Yes. "The Clever Connector" is more about the social strategies to connect with people who are farther ahead than you in life. And "The Social Strategist" is more about the advanced social skills that you need in order to master your social life and to win more negotiations and to raise your status. So, as we mentioned before, you can present yourself to others as someone who is also powerful.
Okay. My final question is for me, when I was trying to learn how to be better at social interactions, I went to places where nobody knew me and where the consequences didn't matter, like the worst place to try to develop your social skills or practice these principles is like at college where you're in a small set group. And as soon as you're weird to one person, they tell everyone it's much better to be a no risk environment. And same thing.

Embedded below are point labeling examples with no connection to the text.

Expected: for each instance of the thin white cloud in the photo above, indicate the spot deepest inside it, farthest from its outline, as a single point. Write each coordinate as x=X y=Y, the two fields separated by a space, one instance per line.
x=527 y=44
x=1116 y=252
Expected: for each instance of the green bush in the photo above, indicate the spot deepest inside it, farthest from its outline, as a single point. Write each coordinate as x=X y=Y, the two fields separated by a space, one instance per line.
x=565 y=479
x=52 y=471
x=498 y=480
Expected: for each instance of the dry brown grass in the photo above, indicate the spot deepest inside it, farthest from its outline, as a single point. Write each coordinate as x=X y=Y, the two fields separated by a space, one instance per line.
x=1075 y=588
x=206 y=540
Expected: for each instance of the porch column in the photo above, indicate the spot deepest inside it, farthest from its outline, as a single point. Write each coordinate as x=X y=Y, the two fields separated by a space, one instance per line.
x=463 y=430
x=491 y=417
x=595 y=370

I always tell people like, if you wanna practice like networking or asking for races or this type of communication, go to networking events. Outside of your industry for jobs you would never wanna have. So, I used to go to loads of networking events where I didn't wanna meet anyone. I didn't care. I was at practice talking people to see what people did I didn't like and what people did that I liked. And that's why I don't really carry a business card.

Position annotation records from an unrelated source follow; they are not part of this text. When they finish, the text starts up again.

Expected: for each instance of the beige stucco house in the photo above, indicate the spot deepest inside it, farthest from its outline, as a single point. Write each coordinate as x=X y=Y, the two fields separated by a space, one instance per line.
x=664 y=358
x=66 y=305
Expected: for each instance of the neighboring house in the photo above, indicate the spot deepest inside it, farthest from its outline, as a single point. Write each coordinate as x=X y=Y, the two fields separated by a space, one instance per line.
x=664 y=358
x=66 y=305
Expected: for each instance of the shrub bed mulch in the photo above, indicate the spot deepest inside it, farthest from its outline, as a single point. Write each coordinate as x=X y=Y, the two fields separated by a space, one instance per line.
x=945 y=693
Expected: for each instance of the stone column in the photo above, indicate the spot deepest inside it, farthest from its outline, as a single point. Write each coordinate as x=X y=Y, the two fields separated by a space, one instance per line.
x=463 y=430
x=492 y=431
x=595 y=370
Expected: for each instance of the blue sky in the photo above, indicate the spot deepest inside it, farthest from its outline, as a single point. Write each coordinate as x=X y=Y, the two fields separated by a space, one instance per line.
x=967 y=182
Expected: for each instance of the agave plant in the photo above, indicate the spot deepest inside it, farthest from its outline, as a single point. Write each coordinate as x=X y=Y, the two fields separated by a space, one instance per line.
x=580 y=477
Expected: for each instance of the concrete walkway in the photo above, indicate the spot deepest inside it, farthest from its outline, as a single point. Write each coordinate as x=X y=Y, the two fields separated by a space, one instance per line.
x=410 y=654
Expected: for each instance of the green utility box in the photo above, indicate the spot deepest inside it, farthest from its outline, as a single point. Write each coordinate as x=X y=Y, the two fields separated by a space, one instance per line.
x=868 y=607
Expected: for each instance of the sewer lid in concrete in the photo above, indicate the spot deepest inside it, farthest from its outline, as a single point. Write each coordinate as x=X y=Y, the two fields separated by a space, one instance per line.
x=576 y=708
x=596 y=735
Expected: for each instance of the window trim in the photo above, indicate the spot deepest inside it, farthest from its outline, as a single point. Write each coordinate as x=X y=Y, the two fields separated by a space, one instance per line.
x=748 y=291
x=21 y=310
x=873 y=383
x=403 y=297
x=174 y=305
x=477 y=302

Cuz every time someone gave me one, it was such an uncomfortable moment because there were people at networking events going, here's my card. Maybe you can save me. And I'm like, that's not a very good feeling. And that's where I practice my social skills.
So, how can someone, especially now where there's less and less group type events or it's more challenging hone their skills in a no risk environment or get a little better, like social awareness or learning more about social cues without the risk of, their industry or their job?

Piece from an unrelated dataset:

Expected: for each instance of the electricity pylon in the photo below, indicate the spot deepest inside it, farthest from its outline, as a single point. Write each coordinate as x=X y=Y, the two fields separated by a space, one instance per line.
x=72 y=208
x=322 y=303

I think that anything worth having in life is gonna have some risk. And I think that sometimes the amount of risk is in our heads. So, for example, I was in a period in high school where I was isolated completely and that was beforehand something that I never would've wanted to risk happening, but looking back, it turned out to be one of the best things for me. So, not only is the risk, not only in our head, sometimes the risk is not only bad is not always bad. Sometimes it's good.
Sometimes it's something that we need. And so, what I would personally recommend is something called lunch club. Big challenge with LinkedIn is that when someone is on LinkedIn, they're expecting you to be sleazy, cuz so many people hit their inbox per day with a sales pitch. And so, some people will accept your connection request simply for the benefit of having a higher connection count on their profile, but they won't wanna talk to you.
The difference with lunch club is that they have an algorithm. Where, when you fill out your profile, they'll match you with somebody who has similar interests or similar background or similar expertise. And they'll set up the meeting for you. All you have to do is show up and you meet with a random person from around the world. And there's little to no risk because there are so many people on this platform and you can simply hone your skills, work on your mindsets, work on your skill sets.
And try out different networking tactics and techniques. That would be my personal recommendation.
Okay. That's interesting. I've never heard of that. So, that's really cool. I'll make sure we put a link to that in the show notes for today's episode in below. And where can people find more about you? Where can they find access to all of your different books and learn more about the amazing things you're doing to help people to break outta their shells?
You can find me @thecleverconnector.com. That's where people go to get my latest findings networking. As far as where you can get my books, you can always type in Ali Scarlet on Amazon, and my page will pop up.
Okay, that's amazing. Thank you so much for being here. This has been an amazing episode. I know we had some connection issues, but I appreciate you sticking around as we reconnected. And thank you so much for being on today's episode. I know my audience is gonna absolutely love it.
This is my pleasure, Jonathan, thank you for having me.